Can you read this or have you melted into a person-shaped puddle?
I’m trying not to freak out about the climate catastrophe and simply accept that summer can be as brutal as winter, and sometimes means staying inside during the day, curling up with a cold blue screen, and messing with your circadian rhythms. It’s all fine and dandy until the next upper-Atlantic hurricane!
I just finished Seth Godin’s The Practice, which wasn’t totally revelatory (popular piece of advice for creatives: keep showing up and turn your craft into a habit), but full of clever little hooks into bigger insights (his trademark) that earworm their way into your process.
In this case, the term “on the hook” was Godin’s big hook, which is summed up here, if you’re in need of a good hooking.
Now I’m onto Cultish which is so far a perfect combo of pulpy cult stories shot through a highbrow lens of language theory. Little surprise I discovered it on a podcast about branding!
I wanted to share everything I highlighted in The Practice, but it was a library borrow so my highlights disappeared into the ether along with my 21-day Kindle access.

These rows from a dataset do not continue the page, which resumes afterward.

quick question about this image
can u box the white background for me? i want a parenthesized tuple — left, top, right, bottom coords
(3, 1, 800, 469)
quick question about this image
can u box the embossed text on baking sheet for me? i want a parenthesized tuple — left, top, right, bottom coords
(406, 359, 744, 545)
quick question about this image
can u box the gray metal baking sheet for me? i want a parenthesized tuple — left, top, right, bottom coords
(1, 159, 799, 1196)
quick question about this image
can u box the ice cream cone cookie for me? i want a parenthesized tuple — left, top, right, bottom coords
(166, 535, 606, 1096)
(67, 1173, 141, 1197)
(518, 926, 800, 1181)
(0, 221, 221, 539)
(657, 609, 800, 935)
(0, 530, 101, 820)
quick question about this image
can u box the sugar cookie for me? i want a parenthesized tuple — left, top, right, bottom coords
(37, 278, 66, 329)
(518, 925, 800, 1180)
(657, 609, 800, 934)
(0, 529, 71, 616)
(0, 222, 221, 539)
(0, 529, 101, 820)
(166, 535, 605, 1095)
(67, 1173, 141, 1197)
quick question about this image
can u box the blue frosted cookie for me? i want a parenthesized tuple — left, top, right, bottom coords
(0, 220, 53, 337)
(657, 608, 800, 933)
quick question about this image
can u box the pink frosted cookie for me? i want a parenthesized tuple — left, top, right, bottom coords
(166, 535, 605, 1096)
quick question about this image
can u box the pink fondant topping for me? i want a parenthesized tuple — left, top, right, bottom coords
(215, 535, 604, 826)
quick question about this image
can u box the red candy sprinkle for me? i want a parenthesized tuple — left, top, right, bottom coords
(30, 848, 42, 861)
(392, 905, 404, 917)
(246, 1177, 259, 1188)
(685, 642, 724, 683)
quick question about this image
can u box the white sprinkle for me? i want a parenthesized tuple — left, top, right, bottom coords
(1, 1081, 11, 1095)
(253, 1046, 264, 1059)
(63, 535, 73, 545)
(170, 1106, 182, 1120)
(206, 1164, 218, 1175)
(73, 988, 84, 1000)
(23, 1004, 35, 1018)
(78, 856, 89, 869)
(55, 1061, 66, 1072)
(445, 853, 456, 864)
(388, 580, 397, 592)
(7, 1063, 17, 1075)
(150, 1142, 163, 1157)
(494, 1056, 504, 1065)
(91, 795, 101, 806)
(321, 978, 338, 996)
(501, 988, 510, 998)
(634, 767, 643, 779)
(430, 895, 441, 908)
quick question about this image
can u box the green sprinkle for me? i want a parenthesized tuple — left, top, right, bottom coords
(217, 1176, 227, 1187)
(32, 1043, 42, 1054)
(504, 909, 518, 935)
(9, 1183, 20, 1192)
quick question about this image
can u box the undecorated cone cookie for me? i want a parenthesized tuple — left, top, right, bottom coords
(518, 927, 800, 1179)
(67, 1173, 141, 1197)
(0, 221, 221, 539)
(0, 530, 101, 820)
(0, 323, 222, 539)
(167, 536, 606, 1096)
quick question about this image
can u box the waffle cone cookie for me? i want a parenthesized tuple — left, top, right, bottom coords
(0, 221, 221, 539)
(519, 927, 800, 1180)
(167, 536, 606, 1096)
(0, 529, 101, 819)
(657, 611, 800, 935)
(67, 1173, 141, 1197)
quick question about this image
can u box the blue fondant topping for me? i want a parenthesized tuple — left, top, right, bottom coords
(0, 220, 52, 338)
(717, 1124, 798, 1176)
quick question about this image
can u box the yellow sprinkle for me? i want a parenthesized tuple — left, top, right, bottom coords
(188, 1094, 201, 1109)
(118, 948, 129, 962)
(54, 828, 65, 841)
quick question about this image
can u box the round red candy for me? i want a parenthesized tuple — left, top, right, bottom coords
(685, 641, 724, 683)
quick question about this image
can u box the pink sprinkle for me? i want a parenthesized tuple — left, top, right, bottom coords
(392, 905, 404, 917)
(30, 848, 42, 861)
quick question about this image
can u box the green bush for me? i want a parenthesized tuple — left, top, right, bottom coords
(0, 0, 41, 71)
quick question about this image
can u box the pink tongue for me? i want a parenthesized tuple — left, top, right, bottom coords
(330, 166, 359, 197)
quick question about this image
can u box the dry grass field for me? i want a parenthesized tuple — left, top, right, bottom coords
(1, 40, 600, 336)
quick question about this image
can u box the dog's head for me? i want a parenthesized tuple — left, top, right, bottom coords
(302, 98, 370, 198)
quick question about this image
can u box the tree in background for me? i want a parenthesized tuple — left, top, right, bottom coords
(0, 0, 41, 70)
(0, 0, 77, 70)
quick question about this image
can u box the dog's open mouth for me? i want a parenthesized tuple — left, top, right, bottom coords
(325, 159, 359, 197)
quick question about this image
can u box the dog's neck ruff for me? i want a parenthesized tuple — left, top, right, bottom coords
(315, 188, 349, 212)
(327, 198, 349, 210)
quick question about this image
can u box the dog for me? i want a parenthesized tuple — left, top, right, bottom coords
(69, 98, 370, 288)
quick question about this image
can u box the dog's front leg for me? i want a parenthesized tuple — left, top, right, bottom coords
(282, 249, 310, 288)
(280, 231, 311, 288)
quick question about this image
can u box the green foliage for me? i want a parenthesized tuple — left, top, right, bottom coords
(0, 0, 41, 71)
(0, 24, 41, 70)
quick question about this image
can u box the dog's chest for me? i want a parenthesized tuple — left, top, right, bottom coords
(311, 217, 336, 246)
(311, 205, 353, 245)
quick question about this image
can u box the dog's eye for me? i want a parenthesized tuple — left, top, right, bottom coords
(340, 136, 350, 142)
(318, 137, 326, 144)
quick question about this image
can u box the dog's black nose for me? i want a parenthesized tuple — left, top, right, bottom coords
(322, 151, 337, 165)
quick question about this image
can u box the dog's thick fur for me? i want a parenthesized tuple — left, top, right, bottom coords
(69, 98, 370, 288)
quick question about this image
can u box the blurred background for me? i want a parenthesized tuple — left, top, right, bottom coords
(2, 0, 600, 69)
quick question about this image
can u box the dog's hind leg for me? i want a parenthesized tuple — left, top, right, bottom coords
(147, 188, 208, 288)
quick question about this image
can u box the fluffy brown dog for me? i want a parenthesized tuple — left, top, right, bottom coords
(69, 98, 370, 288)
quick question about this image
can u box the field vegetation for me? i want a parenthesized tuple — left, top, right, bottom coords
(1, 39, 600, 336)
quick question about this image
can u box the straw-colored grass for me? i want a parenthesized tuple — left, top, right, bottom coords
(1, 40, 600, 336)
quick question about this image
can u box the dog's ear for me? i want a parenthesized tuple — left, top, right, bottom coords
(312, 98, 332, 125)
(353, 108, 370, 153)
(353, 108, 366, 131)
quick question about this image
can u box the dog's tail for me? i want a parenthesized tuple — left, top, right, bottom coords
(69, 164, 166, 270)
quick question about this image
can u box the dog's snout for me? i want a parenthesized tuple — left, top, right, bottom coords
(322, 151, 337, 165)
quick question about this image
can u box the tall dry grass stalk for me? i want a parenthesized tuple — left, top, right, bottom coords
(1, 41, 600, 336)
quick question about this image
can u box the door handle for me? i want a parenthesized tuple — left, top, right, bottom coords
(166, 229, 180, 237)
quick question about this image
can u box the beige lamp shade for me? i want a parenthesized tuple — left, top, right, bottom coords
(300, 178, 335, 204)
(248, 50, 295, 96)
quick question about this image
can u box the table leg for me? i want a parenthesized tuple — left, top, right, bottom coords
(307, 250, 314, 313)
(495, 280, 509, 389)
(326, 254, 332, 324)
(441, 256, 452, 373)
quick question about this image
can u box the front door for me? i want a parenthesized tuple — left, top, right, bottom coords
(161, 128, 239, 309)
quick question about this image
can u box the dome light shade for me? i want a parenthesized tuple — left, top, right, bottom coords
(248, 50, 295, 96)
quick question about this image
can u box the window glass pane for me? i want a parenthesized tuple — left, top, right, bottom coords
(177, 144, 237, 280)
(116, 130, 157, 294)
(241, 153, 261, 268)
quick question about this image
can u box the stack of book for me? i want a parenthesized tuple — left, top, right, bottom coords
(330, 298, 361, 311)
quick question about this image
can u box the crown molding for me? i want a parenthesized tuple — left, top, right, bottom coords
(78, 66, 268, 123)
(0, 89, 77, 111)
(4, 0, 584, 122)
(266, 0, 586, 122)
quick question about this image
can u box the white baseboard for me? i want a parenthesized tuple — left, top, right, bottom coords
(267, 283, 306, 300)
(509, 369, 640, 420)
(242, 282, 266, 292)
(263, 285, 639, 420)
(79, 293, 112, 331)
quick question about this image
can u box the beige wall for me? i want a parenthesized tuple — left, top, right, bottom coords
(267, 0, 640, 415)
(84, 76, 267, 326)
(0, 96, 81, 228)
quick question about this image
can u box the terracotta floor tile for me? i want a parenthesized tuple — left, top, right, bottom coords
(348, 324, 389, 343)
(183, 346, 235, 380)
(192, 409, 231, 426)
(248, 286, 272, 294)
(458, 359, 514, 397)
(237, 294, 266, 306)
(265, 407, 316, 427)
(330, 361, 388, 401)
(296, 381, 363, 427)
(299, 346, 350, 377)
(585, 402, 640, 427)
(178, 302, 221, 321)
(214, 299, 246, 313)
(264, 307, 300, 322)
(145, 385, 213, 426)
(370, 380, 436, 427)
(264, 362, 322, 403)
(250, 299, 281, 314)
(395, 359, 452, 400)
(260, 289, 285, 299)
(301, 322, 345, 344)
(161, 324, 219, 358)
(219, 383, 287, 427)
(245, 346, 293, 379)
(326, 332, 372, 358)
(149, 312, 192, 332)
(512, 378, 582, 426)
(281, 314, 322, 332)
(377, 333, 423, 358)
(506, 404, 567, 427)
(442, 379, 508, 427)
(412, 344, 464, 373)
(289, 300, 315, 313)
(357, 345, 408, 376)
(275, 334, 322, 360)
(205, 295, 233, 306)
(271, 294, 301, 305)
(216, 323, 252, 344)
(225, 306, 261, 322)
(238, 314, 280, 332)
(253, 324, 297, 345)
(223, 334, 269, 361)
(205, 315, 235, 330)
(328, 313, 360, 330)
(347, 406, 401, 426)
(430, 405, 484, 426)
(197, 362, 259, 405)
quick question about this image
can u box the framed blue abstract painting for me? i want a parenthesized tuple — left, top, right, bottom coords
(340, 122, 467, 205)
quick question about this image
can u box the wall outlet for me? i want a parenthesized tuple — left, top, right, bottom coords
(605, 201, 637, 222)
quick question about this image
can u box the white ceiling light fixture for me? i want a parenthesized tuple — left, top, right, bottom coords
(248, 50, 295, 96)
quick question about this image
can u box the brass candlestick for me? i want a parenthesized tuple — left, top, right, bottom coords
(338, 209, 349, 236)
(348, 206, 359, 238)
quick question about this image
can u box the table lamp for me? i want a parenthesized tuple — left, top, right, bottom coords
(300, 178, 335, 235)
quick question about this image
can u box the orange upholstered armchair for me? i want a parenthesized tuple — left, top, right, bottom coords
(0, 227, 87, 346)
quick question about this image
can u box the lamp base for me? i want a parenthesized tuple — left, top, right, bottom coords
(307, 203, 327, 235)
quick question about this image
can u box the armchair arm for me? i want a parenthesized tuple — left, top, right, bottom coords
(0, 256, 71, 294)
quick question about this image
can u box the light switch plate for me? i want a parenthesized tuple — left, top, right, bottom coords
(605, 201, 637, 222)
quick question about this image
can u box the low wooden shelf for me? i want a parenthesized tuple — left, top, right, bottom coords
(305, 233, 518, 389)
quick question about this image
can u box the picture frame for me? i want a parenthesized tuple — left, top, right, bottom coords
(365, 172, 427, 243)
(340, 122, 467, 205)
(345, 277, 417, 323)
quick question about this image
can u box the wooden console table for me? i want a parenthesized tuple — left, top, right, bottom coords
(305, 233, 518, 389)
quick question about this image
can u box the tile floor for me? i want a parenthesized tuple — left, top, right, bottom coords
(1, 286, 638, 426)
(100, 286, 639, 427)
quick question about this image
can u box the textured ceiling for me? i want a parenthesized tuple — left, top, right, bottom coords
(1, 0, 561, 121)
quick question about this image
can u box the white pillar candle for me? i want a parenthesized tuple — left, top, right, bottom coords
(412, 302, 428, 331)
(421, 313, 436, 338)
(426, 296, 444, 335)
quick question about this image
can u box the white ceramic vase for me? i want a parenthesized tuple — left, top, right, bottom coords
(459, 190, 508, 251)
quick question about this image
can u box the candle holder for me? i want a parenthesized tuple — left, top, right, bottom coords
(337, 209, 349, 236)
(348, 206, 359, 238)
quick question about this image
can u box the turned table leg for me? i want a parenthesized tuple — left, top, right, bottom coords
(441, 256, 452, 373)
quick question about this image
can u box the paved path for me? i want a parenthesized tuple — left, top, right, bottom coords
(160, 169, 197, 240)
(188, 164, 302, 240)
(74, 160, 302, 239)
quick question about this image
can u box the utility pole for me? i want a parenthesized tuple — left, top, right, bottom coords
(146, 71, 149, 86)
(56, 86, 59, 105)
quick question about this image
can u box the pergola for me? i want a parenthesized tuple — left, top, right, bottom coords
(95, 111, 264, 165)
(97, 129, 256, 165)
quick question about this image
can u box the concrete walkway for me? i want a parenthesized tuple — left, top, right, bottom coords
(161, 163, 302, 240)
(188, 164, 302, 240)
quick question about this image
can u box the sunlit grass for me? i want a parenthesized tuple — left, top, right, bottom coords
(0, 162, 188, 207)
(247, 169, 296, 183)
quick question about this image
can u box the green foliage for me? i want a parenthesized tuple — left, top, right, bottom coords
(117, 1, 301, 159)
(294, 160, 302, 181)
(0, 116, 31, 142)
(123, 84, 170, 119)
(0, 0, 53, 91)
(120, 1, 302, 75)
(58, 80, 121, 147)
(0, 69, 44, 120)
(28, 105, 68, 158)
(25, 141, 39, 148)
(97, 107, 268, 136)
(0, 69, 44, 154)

Best I can do is share highlights from a similar but way more woo-woo book on the same subject, Big Magic:
We are all walking repositories of buried treasure.
…the quiet glory of merely making things, then sharing those things with an open heart and no expectations…
Just write anything and put it out there with reckless abandon.
The older I get, the less impressed I become with originality. I’m far more moved by authenticity. If it’s authentic enough, believe me — it will feel original.
I would so much rather that you wrote a book to entertain yourself than to ‘help’ me.
Holding yourself together through all the phases of creation is where the real work lies.
You must learn how to become a deeply disciplined half-ass. It starts by forgetting about perfect.
A good plan violently executed now is better than a perfect plan executed next week.
Forever trying to hold it together and on the hook with violent execution,
Phoebe
Great points of inspiration, Phoebe! I’ve been trying to explore this iterative development style by knowing that nothing is perfect and by putting myself out there in order to establish a foundation on which to build. So far it’s working. Baby steps!